8. The government did not commit prosecutorial misconduct during
closing argument of the carjacking trial. We review for plain error because Romero-
Lobato failed to object to the contested statements at trial. Luong, 965 F.3d at 987.
The prosecution did not vouch for Henriet or misstate the evidence. The government
also did not give a false statement or “propound inferences” it had “very strong
reason to doubt” when it discussed the import of the gun found on the passenger seat
of Henriet’s car. United States v. Reyes (Reyes II), 660 F.3d 454, 462 (9th Cir. 2011).
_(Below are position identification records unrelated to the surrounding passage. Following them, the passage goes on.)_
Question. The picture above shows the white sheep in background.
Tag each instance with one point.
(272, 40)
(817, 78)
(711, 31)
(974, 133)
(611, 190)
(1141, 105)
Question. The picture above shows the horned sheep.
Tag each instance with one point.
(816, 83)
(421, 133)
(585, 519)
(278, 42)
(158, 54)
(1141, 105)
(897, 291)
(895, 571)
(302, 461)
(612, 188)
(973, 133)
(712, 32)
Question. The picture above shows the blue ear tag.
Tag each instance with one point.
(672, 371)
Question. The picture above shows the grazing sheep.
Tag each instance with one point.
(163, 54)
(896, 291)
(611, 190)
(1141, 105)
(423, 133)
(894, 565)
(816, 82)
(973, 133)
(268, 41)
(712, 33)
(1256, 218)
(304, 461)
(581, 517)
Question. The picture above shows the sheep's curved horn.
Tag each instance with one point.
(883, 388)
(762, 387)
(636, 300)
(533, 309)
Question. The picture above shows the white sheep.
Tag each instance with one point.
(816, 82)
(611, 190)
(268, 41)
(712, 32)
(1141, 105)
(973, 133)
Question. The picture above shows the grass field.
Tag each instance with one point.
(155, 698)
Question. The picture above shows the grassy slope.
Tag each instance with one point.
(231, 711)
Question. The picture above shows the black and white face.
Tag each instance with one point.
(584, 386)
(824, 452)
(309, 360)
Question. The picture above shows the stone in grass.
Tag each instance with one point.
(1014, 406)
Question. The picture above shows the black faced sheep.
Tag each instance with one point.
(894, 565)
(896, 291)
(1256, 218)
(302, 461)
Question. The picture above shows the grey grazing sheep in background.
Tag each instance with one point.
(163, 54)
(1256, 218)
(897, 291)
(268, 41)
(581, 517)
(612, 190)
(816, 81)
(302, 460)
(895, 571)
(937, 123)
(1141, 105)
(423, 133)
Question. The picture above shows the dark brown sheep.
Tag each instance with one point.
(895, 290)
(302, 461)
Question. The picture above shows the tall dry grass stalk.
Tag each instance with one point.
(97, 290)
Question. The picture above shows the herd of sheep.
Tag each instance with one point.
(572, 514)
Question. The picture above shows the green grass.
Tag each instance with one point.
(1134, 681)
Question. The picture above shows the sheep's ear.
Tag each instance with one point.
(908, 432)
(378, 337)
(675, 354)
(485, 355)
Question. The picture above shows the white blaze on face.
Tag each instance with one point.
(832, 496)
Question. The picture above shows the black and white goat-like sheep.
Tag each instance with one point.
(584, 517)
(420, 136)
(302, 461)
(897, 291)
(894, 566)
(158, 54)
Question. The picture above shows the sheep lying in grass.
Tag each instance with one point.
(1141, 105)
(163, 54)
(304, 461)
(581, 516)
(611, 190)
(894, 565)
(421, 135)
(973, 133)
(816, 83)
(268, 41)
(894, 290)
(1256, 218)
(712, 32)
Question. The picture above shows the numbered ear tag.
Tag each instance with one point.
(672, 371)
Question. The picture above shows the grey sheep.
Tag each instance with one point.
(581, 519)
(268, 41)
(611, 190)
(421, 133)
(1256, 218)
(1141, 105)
Finally, the government did not denigrate the defense as a sham when it criticized
Dr. Laney’s research as not involving real-life victims. The prosecutor’s
characterization reflected the government’s position that Dr. Laney’s opinions were
no substitute for Henriet’s first-hand observations. United States v. Tucker, 641 F.3d
1110, 1120 (9th Cir. 2011) (the prosecutor may “strike hard blows based on . . . all
reasonable inferences from the evidence”). Regardless, none of the challenged
statements “seriously affected the fairness, integrity, or public reputation of judicial
proceedings.” United States v. Alcantra-Castillo, 788 F.3d 1186, 1191 (9th Cir.
2015).
9. We review de novo whether a jury instruction creates an
unconstitutional presumption or inference. United States v. Trevino, 419 F.3d 896,
902 (9th Cir. 2005). Here, the challenged jury instructions on proof of intent were
7 lawful. The instructions properly stated that the jury may infer intent from
circumstantial evidence such as “objective facts and the actions of the defendant.”
United States v. Hernandez, 952 F.2d 1110, 1114 (9th Cir. 1991). They also spoke
in the permissive. See Francis v. Franklin, 471 U.S. 307, 314–15 (1985) (holding
that a permissive-inference instruction does not violate the Due Process Clause when
“the suggested conclusion” is supported by “reason and common sense . . . in light
of the proven facts before the jury”). In this case, the conclusion that Romero-
Lobato intended to cause death or serious bodily injury to Henriet flowed naturally
from the proven fact that he pointed a gun at her.
10. Carjacking is a crime of violence under 18 U.S.C. § 924(c). United
States v. Gutierrez, 876 F.3d 1254, 1257 (9th Cir. 2017) (per curiam). Romero-
Lobato acknowledges that circuit precedent has resolved this question against him,
and he raises it only to preserve the issue for future review.
11. Because Romero-Lobato did not object, we review for plain error his
challenge to a condition of supervised release permitting warrantless searches.
United States v. Wolf Child, 699 F.3d 1082, 1089 (9th Cir. 2012). We have
previously upheld a supervised-release condition that is analogous to Romero-
Lobato’s. United States v. Betts, 511 F.3d 872, 876 (9th Cir. 2007). The district
court was also not required to state further its specific reasons for the condition in
question. See Wolf Child, 699 F.3d at 1090 (a district court “is ordinarily not
8 required to explain on the record its reasons for imposing each condition of
supervised release”). Accordingly, Romero-Lobato has not demonstrated plain
error.1
AFFIRMED in part; VACATED and REMANDED in part.
1 Because we vacate Romero-Lobato’s sentence and remand for resentencing in light of Taylor, we do not address his argument that his sentence is substantively unreasonable.